Monday, October 2, 2023

WHICH MATTERS MORE, THE BEHAVIOR OF THE COP OR THE CROOK?

By Edwin Cooney


I recently read two books I feel compelled to share with you. Both authors  passionately hate crime. Norm Stamper examines the nature of crimes while Joe Kenda writes about the motives of criminals and the reasons why “trigger men,” especially, do what they do. 


Stamper was a cop for 33 years in San Diego, California and in Seattle, Washington where he was Chief of Police. He's written a book called "Breaking Rank: A Top Cop's ExposĂ© of the Dark Side of American Policing.” (For readers who use BARD to download books, the book number is dbc15779 and it reads for 13 hours 55 minutes and 13 seconds.)  Chief Stamper writes of his teenage attitude about cops and about serving as a policeman. Even more, he writes about how his outlook and attitude shifted as he advanced through the ranks. Believing that the community is best served by a police department absent of racial and gender stereotypes, Stamper writes of crime, punishment, and unhealthy vs healthy police procedures using himself as Exhibit A.


Stamper's covers topics such as capital punishment (the coward's way out), domestic violence (it ought to be punishable by life imprisonment) and racial attitudes within police departments across America.


"Killer Triggers" is by Joe Kenda, a homicide detective in Colorado Springs, Colorado.

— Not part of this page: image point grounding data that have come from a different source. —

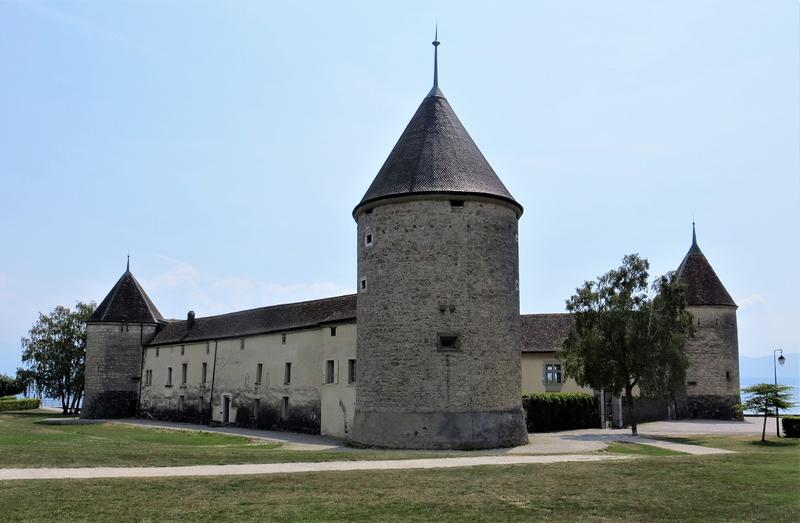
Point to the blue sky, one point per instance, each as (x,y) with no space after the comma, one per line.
(225,144)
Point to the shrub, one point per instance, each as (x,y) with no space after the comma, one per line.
(791,426)
(551,411)
(15,404)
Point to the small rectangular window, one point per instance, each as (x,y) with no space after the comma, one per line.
(285,408)
(330,368)
(552,373)
(351,371)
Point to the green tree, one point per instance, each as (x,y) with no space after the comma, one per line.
(55,353)
(625,336)
(9,386)
(765,397)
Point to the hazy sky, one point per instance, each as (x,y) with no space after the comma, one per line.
(225,144)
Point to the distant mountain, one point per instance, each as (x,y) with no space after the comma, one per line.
(760,370)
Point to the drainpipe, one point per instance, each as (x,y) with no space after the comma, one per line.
(211,396)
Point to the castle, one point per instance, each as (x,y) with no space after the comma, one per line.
(431,352)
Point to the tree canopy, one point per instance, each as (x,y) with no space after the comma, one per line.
(627,334)
(54,354)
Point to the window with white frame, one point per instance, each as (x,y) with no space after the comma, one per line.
(552,373)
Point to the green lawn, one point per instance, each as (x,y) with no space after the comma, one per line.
(26,442)
(758,483)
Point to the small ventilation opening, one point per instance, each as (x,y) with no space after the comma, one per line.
(449,342)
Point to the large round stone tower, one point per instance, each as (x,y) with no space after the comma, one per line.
(712,379)
(438,340)
(123,322)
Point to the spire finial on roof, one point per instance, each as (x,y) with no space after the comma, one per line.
(435,90)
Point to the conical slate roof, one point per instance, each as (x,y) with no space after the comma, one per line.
(127,302)
(704,286)
(435,154)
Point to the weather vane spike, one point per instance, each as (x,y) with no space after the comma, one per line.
(436,57)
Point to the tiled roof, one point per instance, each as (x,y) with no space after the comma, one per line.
(127,302)
(545,332)
(704,286)
(275,318)
(435,154)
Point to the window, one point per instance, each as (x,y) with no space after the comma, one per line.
(449,342)
(330,370)
(552,373)
(351,371)
(285,408)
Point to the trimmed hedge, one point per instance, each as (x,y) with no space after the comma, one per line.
(23,404)
(791,426)
(552,411)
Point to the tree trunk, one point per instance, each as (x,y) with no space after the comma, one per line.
(631,409)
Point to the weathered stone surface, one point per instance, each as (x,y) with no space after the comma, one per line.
(436,269)
(113,368)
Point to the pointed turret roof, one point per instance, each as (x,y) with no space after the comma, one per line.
(435,154)
(127,302)
(704,286)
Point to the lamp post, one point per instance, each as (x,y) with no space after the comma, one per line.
(781,359)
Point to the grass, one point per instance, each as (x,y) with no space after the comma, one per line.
(26,442)
(758,483)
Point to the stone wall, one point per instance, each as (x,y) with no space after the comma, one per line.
(712,379)
(113,366)
(430,269)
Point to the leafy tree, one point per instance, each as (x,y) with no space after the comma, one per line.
(765,397)
(9,386)
(55,353)
(625,336)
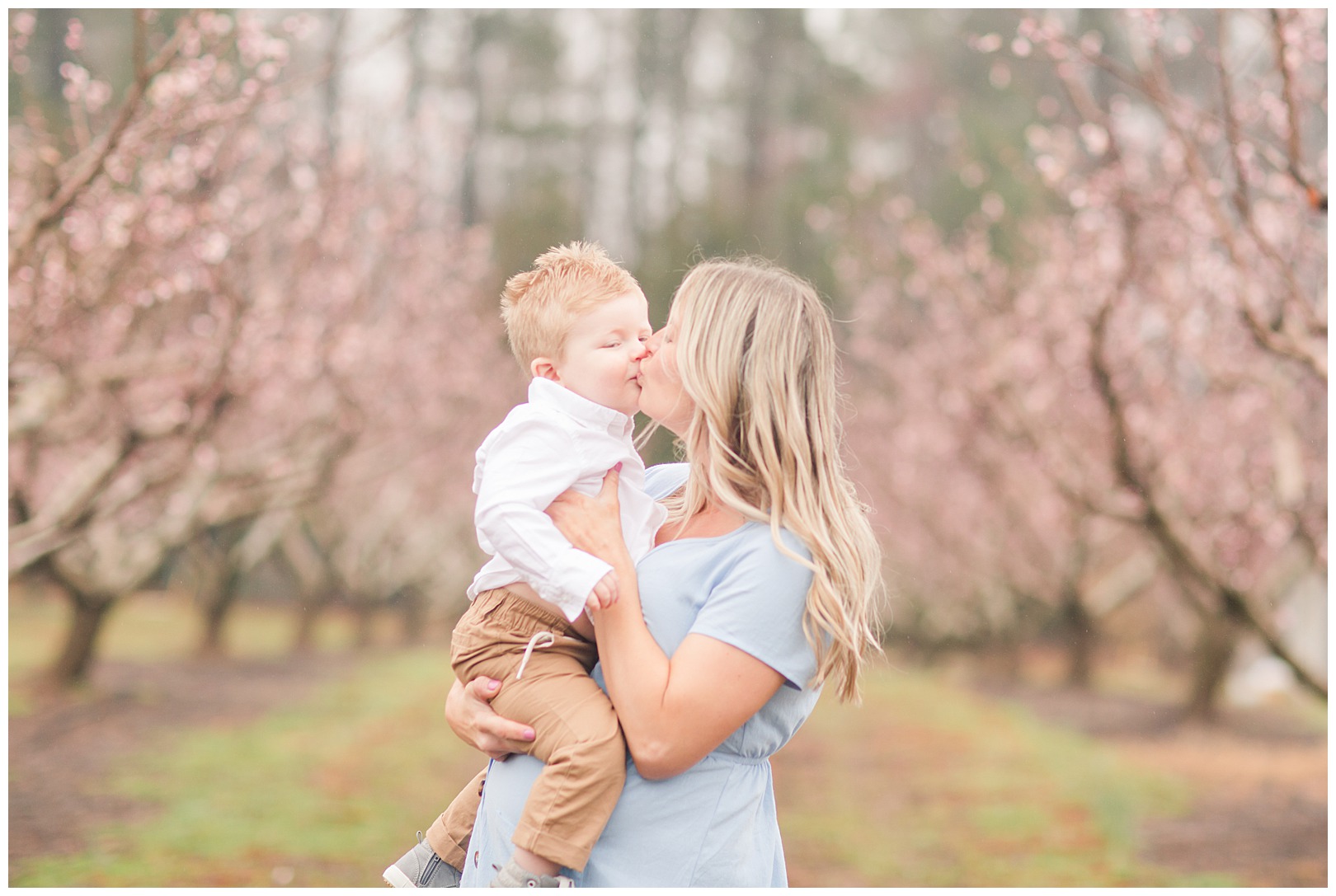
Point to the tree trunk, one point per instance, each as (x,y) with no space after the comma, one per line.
(1080,636)
(1211,659)
(312,607)
(217,607)
(365,613)
(413,609)
(88,613)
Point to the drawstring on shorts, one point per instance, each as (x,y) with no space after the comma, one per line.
(538,641)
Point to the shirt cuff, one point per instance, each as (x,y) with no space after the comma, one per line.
(572,579)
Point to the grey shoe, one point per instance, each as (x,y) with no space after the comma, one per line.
(512,875)
(421,867)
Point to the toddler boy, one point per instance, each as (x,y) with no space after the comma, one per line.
(577,322)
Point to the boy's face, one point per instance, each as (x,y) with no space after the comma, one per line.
(601,357)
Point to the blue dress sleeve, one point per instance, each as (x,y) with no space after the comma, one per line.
(758,607)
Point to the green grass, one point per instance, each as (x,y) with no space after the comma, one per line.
(924,784)
(325,794)
(928,786)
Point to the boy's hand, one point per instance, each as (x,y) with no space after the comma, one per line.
(604,594)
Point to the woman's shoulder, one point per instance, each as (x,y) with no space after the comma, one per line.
(663,480)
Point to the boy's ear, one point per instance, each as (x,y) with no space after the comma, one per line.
(544,368)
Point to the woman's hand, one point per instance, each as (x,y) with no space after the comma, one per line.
(468,711)
(594,525)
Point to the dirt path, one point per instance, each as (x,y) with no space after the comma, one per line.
(60,753)
(1262,814)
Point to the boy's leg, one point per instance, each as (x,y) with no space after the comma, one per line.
(576,730)
(577,736)
(449,833)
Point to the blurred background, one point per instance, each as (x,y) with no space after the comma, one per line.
(1077,262)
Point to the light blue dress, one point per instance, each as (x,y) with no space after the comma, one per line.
(715,824)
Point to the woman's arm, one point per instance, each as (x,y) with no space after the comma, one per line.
(675,710)
(468,711)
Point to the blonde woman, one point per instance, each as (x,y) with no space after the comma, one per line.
(759,589)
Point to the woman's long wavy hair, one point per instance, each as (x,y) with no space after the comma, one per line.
(756,354)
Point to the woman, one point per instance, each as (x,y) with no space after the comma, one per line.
(759,589)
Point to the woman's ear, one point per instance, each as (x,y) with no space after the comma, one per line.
(544,368)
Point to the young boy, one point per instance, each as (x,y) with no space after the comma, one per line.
(577,322)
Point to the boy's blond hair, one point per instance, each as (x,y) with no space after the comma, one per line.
(540,306)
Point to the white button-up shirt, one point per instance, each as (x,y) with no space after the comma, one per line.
(556,441)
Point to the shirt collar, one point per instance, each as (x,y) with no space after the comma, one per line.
(545,393)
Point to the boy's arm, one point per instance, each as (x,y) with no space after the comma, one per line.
(520,471)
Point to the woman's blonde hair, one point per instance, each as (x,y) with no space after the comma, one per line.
(756,354)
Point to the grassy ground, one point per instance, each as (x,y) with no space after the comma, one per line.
(924,784)
(929,786)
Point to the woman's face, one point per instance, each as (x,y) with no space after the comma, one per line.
(661,396)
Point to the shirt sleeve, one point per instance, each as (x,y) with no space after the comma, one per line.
(528,465)
(758,607)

He passionately hates murderers and categorizes their motives as fear, rage, money, revenge, lust and occasionally madness. (For those who use BARD to read books, the number is db111259 and the reading time is 8 hours, 33 minutes and 29 seconds.) What's most interesting is that it's read by Kenda himself. You can be sure that I listened for hidden emphases that might indicate unintended feelings about his various topics. Detective Kenda doesn't offer his view on capital punishment, although it's hard for this observer to imagine that he opposes it.


Of course, crime exists everywhere and both law enforcement officers and citizen criminals must be protected from victimhood. What's especially fascinating is Kenda’s insistence that all communities, even gang-ridden ones, must be protected against criminals who reside in other gang-populated communities in and out of state. He doesn't go deeply into gang wars, but clearly they do exist and are antisocial.


Both books are loaded with anecdotes and stories that are gripping but ultimately too serious to be purely entertaining.


I haven't decided what, if anything, the revelations in these two books tell me or any reader about modern American society. Criminal elements have been a part of every society since the days that King Hammurabi found it necessary to write a law code for ancient Mesopotamia. Great Britain used its “criminal element” to settle both our territory of Georgia and, later, Australia and New Zealand.


I’m sure that both Stamper and Kenda take pride in their careers of service to the public.